I think a true static mount can be, theoretically, performed in slow motion. I am a huge fan of the one-footed-still-stand. That skill is expressed at the beginning of a static mount.

You may have optimized your seat height for riding; it could take some experimenting with seat height while learning to mount, however.

I am a tall person with a long torso and a fair amount of upper body weight. I think this makes the mounting technique I described above easier. But I think you can still, with practice, achieve it.

Good luck, SpinningWoman. Nice to hear that your unicycling issues are evolving.

No, it’s not really like that at all. I have my seat up against my body from the beginning, pushing into it. In effect I swing up on the seat, with the ‘forward’ pressure of that held in check by the back foot which is in the 9/3 position from the start (or maybe a little more down like 4/8.). I did wonder about fiddling with seat height, but I can’t really see the point. I’m pretty much getting there. It feels like I would benefit from doing a rolling mount for extra momentum, even on the 20", but I don’t yet have the coordination for that.

I can get both my feet on the pedals, roughly horizontal, more or less 95% of the time. It’s just that maybe 55-60% of those mounts my weight is still behind the unicycle so I can’t get up into a still stand or ride away. But it’s definitely improving.

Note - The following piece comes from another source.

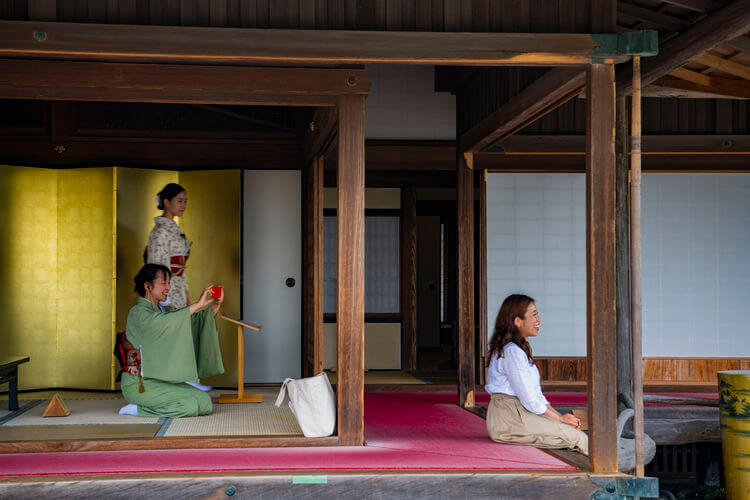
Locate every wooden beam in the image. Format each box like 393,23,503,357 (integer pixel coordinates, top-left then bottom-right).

I’m a big fan of the UniMyra method too - though it looks easy on the 36", and I’ve never managed to jump that high.

SW, when I started on the free mount, I came across this video:

It probably won’t teach you anything you haven’t read yet, but the interesting exercice it suggests is to launch yourself over the wheel, to get a sense of the move. And once that’s acquired, you can move onto the mount itself. It’s a clever way to do it. Worked for me for sure - I also did the same thing whilst learning the roll back mount.

I’ve had the most luck free mounting by using the wheel grab method. I now wheel grab then hop a couple of times to ensure the unicycle is under me.

Same here. I taught myself how to feemount, without any videos or anything else. I decided then that pushing down on the back pedal would automatically move the seatpost up underneath me, and propel me up onto the top. All I had to do was catch the forward pedal with my other foot. I now realize that jumping up is a helpful (and necessary) component, but I still do it pretty much like I started out. (Except for big wheels, then I have to take a couple steps to get some momentum. Same with mounting uphill.)
(I’m not very athletic, and that probably has something to do with it.)

What size wheel though? I would be bent right over to wheel grab on my 20".

I’m quite a bit taller than you and successfully learned to wheel grab mount on a 20 (as my first freemount method).

I’m not sure if some people are missing the point of the unigeezer video - it’s not suggesting a fundamentally different technique to unimyra, it’s simply a way of teaching yourself the concept of keeping one foot in place with minimal pressure whilst jumping up with the other foot. Fundamentally you’re still doing that with the unimyra method. My “static” mount is certainly far from pure and anything but static - on anything bigger than a 20 I tend to start with the back pedal below horizontal and roll the wheel a bit before jumping up, which makes it more dynamic and allows a bit of pressure on the back pedal. However the pressure on the back pedal is still far less than is natural, and doing unigeezer’s exercise taught me to decrease the pressure on it.